Tawa Lardon membuatku kembali waspada.
“Apa itu?”
“Oh, tidak apa-apa. Aku hanya berpikir bahwa kau sekarang adalah makhluk ketiga yang mampu melawan kabut ini, dan yang pertama di antara manusia. Hebat sekali, hm?”
“Hah? Ketiga… dan pertama?” Kedengarannya seperti prestasi yang luar biasa, tetapi saya agak bingung. “Siapa dua lainnya? Monster?”
“Tidak. Itu aku dan Dyphon.”
“Huuuh?!” Aku tidak menyangka akan mendapatkan hasil yang sehebat ini… Seberapa gila meteorit ini?
“Kamu masih belum menyadarinya?”
“Hah? Menyadari apa?”
“Hanya Dyphon dan aku yang bisa menahannya. Apakah ini tidak memberitahumu apa pun?”
“Hm…” Apa? Apakah aku seharusnya tahu sesuatu tentang ini?
“Ini petunjuknya,” imbuh Lardon. “Kau tahu keberadaan mereka, tapi tidak tahu namanya.”
“Hm… Hmmm…” Kakiku terhenti ketika aku memiringkan kepala, merenungkan ujian dadakan Lardon dengan saksama.
“Petunjuk kedua: Scarlet.”
“Scarlet? Apakah dia tahu?”
“Tentu saja. Dia mungkin juga tahu nama itu.”
“Hm… Kau juga menyebutkan sebuah nama sebelumnya. Jadi, apakah itu manusia?” tanyaku, lalu tersentak saat mendengar tawa tertahan Lardon. “A-Apa?”
“Tidak ada,” katanya setelah menenangkan diri. “Kau benar-benar tidak pernah berubah, bukan? Ah, ya, omong-omong—apakah kau pikir kau bisa meniru kabut ajaib ini?”

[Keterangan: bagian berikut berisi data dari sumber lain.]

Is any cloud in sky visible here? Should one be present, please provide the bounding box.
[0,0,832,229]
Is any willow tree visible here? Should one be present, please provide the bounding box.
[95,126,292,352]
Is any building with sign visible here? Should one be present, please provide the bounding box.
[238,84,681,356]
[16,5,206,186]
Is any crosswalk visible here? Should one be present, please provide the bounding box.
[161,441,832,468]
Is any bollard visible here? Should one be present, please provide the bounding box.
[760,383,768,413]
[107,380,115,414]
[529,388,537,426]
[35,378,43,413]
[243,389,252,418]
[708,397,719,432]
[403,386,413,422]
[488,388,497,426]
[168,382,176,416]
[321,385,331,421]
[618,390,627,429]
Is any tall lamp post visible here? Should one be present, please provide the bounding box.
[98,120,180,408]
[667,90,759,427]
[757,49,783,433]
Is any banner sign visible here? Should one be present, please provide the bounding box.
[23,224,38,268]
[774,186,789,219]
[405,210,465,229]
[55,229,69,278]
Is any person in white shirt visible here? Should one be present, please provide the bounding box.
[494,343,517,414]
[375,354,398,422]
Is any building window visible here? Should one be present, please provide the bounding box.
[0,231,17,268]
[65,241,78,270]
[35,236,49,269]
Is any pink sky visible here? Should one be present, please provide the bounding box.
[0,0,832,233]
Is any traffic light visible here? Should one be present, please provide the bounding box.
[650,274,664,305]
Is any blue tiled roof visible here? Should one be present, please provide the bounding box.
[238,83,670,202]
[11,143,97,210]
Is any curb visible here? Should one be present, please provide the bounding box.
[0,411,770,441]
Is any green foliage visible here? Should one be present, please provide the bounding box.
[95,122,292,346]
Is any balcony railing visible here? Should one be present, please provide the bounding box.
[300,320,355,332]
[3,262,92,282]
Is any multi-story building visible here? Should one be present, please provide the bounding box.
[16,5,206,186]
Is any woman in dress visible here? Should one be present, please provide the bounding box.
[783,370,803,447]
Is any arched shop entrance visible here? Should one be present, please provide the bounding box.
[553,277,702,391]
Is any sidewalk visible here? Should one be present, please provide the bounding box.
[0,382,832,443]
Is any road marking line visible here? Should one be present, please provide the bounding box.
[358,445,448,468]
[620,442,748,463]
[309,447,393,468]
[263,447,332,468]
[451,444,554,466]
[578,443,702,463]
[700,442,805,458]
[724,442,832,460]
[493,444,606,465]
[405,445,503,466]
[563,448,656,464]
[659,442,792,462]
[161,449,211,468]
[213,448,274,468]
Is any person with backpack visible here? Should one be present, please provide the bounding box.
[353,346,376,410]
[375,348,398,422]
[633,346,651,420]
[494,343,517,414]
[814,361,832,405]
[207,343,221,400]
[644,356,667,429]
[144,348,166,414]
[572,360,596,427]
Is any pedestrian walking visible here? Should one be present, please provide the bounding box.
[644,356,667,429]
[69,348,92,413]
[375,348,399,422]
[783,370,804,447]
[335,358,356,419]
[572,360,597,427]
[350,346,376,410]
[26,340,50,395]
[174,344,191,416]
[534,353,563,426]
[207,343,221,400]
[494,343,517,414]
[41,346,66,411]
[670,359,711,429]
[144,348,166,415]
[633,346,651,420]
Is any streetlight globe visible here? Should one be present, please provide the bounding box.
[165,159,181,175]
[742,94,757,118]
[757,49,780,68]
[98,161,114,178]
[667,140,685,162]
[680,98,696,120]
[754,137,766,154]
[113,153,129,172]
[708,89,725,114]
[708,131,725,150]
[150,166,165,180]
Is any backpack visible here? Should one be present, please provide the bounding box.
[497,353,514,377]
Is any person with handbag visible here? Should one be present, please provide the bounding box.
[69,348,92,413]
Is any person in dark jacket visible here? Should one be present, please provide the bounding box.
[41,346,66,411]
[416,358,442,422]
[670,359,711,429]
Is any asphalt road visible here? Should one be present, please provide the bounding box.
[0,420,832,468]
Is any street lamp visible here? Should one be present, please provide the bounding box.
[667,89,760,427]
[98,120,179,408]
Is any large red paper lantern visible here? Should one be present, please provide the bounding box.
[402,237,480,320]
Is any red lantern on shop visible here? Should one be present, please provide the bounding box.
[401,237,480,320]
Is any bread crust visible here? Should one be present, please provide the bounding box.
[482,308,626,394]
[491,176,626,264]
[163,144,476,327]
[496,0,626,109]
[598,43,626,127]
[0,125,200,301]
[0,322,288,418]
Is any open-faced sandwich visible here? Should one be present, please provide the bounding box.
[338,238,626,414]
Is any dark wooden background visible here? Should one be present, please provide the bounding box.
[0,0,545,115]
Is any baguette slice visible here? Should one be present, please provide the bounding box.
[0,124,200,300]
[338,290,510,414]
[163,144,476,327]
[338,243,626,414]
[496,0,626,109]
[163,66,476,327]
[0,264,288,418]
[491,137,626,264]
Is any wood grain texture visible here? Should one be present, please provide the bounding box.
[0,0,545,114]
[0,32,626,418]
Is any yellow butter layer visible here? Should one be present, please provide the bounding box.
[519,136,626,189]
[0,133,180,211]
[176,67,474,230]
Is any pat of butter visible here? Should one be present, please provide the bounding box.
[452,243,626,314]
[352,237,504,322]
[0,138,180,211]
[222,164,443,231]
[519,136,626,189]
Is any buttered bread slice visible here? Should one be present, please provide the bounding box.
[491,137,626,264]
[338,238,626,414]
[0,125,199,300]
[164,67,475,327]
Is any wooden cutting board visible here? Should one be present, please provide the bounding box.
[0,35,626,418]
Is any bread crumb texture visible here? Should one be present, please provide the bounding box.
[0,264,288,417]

“Tentu. Seperti ini?” Dari tanganku yang terulur, kabut dengan warna yang mirip meskipun lebih redup muncul. Aku membuat mantra dengan memvisualisasikan rasa kantuk yang terus-menerus menyerangku.
“Ha ha ha ha ha!” Lardon tiba-tiba tertawa terbahak-bahak—suara yang sangat jarang terdengar di telingaku. “Ahh… Sungguh, kamu tidak pernah mengecewakan.”
“A-Apa?”
“Tidak usah dipikirkan. Silakan saja dan lihat sendiri jawabannya. Tentunya, bahkan seorang pecandu sihir sepertimu akan menyadarinya begitu kau melihat meteorit itu.”
“O-Oke.” Seorang pecandu sihir… Maksudku, dia tidak sepenuhnya salah, tapi… Ah, terserahlah.
Aku bergerak ke arah meteorit itu. Setelah memastikan aku bisa menahan rasa kantuk sedekat ini, aku perlahan melayang dengan sihir dan mengintip ke dalamnya.
Di dalamnya terbaring seorang gadis muda, tertidur lelap bagaikan putri dalam dongeng.
“Seorang gadis?”
“Benar. Namanya Paithon.”
“Paithon… Oh!” Tiba-tiba, semuanya menjadi jelas. Lardon, Dyphon, dan Paithon… “Dia… seekor naga?”
“Sudah saatnya kau sadar, dasar pecandu sihir. Setelah semua petunjukku.”
“Urgh…” Aku mengernyitkan alis, merasa sedikit malu dengan nada menggoda dalam suara Lardon. Dia memanggilku pecandu sihir untuk kedua kalinya, tetapi aku bahkan tidak dapat menemukan pembelaan untuk diriku sendiri.